When properly administered, the CO2 huff 'n' puff process provides quick payout with a low capital investment. These are important factors when oil prices are difficult to forecast. Timbalier Bay field was chosen to test the injection process because existing CO2 pipeline and facilities I would reduce the investment. The 4900' R(BA)SU was chosen for the huff 'n' puff because of its high residual oil saturation and relatively low API oil gravity.
Limited references are available on the CO2 huff 'n' puff process despite voluminous publications on CO2 miscible and immiscible recovery. Khatib et al. summarized the evolution of immiscible CO2 injection in light and heavy crudes. Monger and Coma's research work concentrated on applying the CO2 huff 'n' puff process on light oils. From their laboratory work on cores at waterflood residual oil saturations and their data base of actual field test results, Monger and Coma concluded that residual oil can be displaced by the cyclic CO2 injection process. Patton et al. and Haskin and Alston have developed the only two correlations for estimating production responses from the CO2 huff 'n' puff process. Patton et al. defined two efficiencies to use in evaluating the success of a huff 'n' puff project.

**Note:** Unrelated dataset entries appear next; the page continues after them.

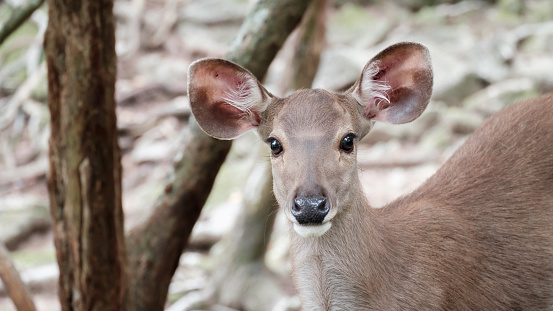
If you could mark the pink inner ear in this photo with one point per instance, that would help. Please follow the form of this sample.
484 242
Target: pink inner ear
406 71
226 99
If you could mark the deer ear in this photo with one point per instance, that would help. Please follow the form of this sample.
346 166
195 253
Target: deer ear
226 99
396 85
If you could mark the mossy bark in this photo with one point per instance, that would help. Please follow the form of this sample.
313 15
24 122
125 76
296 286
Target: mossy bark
154 247
84 181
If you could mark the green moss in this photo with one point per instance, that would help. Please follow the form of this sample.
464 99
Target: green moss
35 257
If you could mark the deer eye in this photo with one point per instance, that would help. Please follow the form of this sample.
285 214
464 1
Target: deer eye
348 142
276 147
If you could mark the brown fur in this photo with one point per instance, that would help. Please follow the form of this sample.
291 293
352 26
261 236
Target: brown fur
478 235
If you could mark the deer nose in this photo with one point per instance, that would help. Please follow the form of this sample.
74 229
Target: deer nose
310 210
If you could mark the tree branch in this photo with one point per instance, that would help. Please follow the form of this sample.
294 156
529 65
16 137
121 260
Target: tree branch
154 248
13 283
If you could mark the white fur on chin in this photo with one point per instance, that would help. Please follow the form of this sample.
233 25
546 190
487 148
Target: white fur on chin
312 231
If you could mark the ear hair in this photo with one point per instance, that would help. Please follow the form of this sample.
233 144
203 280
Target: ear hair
374 90
242 97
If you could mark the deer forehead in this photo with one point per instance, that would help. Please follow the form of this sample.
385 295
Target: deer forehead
312 115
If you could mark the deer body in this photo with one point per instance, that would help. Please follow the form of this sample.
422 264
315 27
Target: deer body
476 238
478 235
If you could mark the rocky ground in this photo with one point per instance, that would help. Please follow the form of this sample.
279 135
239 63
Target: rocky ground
485 56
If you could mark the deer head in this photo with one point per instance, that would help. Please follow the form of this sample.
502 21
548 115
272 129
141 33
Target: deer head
313 133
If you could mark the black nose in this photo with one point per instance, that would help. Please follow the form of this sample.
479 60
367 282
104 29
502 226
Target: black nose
310 210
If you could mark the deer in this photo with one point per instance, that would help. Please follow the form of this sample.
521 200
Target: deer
477 235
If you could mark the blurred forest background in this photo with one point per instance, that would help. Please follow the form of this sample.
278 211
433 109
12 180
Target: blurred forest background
486 54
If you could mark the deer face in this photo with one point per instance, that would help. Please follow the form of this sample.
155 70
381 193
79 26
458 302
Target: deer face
312 134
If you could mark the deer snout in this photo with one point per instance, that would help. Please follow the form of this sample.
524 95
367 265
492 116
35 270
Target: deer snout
310 210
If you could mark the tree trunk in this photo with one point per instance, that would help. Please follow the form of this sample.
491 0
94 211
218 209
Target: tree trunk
85 172
154 247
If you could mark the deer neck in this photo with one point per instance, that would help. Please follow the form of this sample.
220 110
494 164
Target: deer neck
333 267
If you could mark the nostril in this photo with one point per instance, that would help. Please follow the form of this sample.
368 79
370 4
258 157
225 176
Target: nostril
322 206
310 210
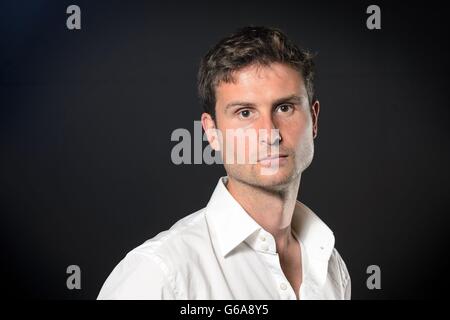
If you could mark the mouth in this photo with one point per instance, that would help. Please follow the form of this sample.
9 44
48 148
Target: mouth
273 157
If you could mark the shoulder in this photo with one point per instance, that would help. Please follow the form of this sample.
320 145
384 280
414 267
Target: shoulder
147 271
339 272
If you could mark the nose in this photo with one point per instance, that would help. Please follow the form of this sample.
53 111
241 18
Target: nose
268 131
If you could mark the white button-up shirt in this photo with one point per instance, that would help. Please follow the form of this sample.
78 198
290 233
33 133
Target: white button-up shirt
221 252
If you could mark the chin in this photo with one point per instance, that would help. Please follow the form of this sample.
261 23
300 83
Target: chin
278 177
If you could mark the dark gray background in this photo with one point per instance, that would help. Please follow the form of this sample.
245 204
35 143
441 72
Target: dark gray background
86 118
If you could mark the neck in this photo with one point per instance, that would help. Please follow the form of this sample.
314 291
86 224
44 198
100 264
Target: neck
272 210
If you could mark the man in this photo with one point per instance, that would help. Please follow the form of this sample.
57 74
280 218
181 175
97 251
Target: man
254 239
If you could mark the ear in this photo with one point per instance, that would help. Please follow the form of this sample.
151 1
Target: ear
315 117
211 131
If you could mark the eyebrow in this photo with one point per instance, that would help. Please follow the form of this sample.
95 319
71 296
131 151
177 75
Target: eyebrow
293 98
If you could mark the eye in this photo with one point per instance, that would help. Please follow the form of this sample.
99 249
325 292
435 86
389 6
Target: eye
244 113
284 108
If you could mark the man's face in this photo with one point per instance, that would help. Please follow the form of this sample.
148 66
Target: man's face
270 102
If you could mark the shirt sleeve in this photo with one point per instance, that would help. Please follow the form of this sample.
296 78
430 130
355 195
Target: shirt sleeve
137 277
346 281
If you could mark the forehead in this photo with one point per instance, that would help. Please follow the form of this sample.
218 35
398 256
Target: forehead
258 83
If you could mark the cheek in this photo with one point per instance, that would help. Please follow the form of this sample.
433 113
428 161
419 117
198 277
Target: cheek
295 129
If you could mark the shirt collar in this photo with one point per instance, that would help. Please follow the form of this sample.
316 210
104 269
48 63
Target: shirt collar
233 225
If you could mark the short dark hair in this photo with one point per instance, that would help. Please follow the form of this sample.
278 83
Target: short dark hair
247 46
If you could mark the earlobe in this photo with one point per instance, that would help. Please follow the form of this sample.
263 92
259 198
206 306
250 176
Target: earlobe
315 113
210 130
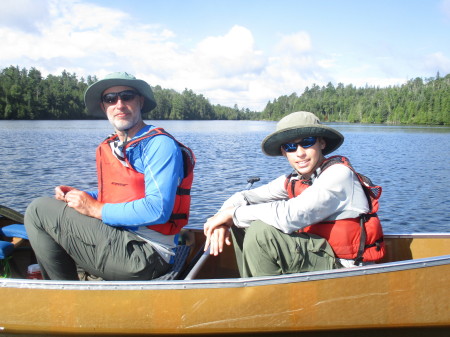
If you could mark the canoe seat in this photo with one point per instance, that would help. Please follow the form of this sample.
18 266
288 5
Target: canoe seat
181 254
6 249
16 232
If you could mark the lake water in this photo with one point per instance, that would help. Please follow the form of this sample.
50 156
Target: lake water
410 163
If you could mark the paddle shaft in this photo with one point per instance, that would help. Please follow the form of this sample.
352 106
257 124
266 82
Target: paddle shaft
201 261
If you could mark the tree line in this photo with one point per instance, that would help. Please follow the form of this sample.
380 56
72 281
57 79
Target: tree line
26 94
419 101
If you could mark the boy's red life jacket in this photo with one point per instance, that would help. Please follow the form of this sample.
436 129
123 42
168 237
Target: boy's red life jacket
358 238
118 183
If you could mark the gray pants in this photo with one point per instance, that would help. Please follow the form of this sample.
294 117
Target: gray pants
263 250
63 239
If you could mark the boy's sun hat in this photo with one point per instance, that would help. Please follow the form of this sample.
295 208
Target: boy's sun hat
298 125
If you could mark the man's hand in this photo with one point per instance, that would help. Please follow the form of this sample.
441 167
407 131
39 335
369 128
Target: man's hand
60 192
217 231
84 203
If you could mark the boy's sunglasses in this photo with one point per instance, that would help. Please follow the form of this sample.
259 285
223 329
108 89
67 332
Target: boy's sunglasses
304 143
126 95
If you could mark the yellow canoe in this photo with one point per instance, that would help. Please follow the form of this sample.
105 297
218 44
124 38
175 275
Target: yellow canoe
407 293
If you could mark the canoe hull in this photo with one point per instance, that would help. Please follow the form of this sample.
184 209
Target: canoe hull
393 295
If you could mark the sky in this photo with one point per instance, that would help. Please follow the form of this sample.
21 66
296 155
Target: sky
244 52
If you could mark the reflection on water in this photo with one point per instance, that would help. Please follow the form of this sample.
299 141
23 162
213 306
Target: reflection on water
410 163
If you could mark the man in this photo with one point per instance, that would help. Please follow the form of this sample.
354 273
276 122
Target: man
128 229
316 218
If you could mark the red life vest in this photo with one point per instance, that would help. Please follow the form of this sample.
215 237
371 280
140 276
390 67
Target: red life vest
118 183
359 238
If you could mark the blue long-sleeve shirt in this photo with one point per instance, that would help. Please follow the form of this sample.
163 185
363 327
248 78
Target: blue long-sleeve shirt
159 158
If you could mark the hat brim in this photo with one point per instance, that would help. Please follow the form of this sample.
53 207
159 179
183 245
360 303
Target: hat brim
271 145
93 95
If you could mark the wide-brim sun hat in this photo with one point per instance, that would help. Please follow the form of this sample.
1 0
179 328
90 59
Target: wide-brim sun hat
93 94
298 125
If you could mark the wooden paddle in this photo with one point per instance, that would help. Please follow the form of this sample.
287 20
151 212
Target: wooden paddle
11 214
205 254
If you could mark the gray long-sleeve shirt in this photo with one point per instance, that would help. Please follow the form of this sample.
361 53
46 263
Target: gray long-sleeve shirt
335 194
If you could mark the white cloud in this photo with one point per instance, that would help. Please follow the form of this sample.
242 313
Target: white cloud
437 62
88 39
445 6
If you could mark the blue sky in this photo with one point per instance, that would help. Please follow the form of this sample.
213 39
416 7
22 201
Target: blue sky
243 52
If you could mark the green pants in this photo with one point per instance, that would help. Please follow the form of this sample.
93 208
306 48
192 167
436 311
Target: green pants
64 240
263 250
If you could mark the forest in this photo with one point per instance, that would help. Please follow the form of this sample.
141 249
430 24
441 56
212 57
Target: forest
26 94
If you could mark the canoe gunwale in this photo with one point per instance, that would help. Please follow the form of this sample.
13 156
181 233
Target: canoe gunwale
228 283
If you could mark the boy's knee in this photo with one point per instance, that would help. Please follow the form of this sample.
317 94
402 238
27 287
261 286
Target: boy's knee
259 233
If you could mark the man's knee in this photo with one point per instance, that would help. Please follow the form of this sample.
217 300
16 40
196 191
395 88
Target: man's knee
38 211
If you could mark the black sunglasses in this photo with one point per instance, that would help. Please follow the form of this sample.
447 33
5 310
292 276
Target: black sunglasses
304 143
126 95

One efficiency is defined as the ratio of incremental oil produced to CO2 injected. This efficiency should range from 0.5 to 0. 8 STB/Mcf [2.8 x 10(-3) to 4.5 x 10(-3) stock-tank M3/M3], with a value of 1 STB/ Mcf [5.6 x 10(-3) stock-tank M3/M3] representing ideal conditions. The second efficiency is defined as the CO2 injection volume per foot of sand. This efficiency should range from 0.1 to 0.2 MMcf/ft [9.3 x 10(3) to 18.6 x 10(3) M3 /M]. Stright et al. Concluded that the cyclic process "does not appear to be a feasible recovery scheme" in a bottomwater-drive reservoir. When huff 'n' puff was applied, their subject reservoir was producing at much lower WOR's than the 4900' R(BA)SU project (2.19 vs. 70). The Timbalier Bay project is notable in that the incremental oil recoveries are greater than those predicted by the Patton et al. method and are recoverable from a bottomwater-drive reservoir with a low sweep efficiency.
Throughout the literature is general agreement that the two principal recovery mechanisms in the immiscible CO2-injection process are oil swelling and viscosity reduction. The fractional-flow curves for the 4900' R(BA)SU illustrate how the viscosity-reduction and oil-swelling mechanisms cause production of incremental oil (Fig. 1). The procedure involved in generating these curves is as follows.
1. The water/oil relative permeability is estimated from Stone's correlation.
2. The Buckley-Leverett fractional flow of CO2-free oil is calculated with oil viscosity at reservoir temperature and pressure (Curve 1).
3. The viscosity of CO2-saturated oil is estimated with Emanuel's equation.
4. The new fractional-flow curve is calculated (Curve 2).
5. The fractional-flow curves are overlaid.
The viscosity reduction shifts the fractional-flow curve to the right, resulting in a reduced fractional flow of water for a given water saturation. Oil swelling reduces the water saturation, which also results in a decrease in the fractional flow of water. The CO2 swelling effect on the o"/CO2 mixture is estimated with the Peng-Robinson equation of state (PR-EOS). Because of the improvement in fractional-flow conditions, the reservoir is produced to a lower residual oil saturation.